I would argue that it should be the operating system manufacturers that should ensure that computers remain compatible with older hardware.

I keep a couple of laptop with older operating systems so that I can open files produced using obsolete software and use old hardware if needed.

I was annoyed when I found that my Epson scanner would not work with Macintosh OSX and no driver was available even months afterwards. Eventually, a driver did appear and my ten year old scanner is still working.

tenire says:
8 November 2012

Triumph – I’ve fixed it. I’ve now understood the devious marketing which the Corporations so effectively have deployed to make their income stream. I can accept the loss-leader prices they sell the printers for; I would accept a [slightly ] inflated price for replacement reliable consumables. I have rejected the intricate, devious, unfair, design effort which they use to so carefully install in the control-code for these printers, which make them stop functioning if I attempt to use it the way I have decided. repeat I, me, not you – the manufacturer. I have found on-line the reset codes for my printer which detected ink-refilling and stopped. NOTHING WRONG WITH IT, just cleaned the waste absorber, and reset counter . Calls to Canon Service asked me to remove the print-head; it’s not removeable. Service? – no chance. So, I now have identified a local service depot for printers. It’s EPSON; so I now buy Epson, local guy will do all I need.

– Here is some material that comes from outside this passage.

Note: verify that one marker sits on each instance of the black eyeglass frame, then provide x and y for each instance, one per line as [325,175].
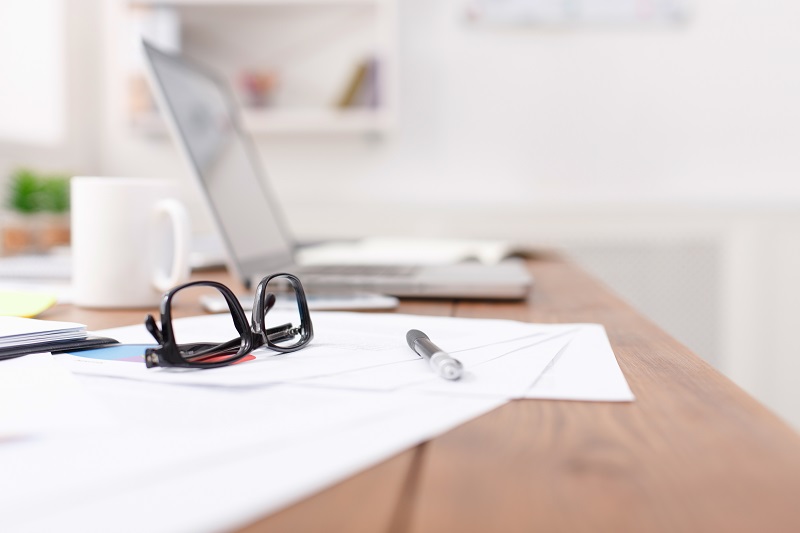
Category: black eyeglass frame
[252,335]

tenire – I do agree that maintenance and reasonable repair instructions should be available for all but exceptional appliances. Apparently only Miele can repair their appliances – my local repairer said they didn’t make information available to him. In mitigation when I needed a new circulating pump I had a very helpful conversation with their technical department about how to buy a repair kit and fit it. But many things lack even basic maintenance instructions. Many of us are competent fixers. We might do something unsafe? That’s true, but I’m a believer in using common sense, know your limitations and take responsibility. But isn’t there a role here for professional fixers? Or would their labour rates simply be too high for the time involved? Surely an enterprise here – remember doll’s hospitals?

I agree Malcolm. I have been fixing things for myself and friends since I was a teenager and have never come to grief, nor has any of my friends who are prepared to have a go. It is important to know your limitations, but if something is going the be binned (recycled, of course) then there is little to lose.

Many gadgets are designed to be assembled quickly and can be very difficult and time consuming to dismantle, which is one reason why being a professional fixer is usually uneconomic.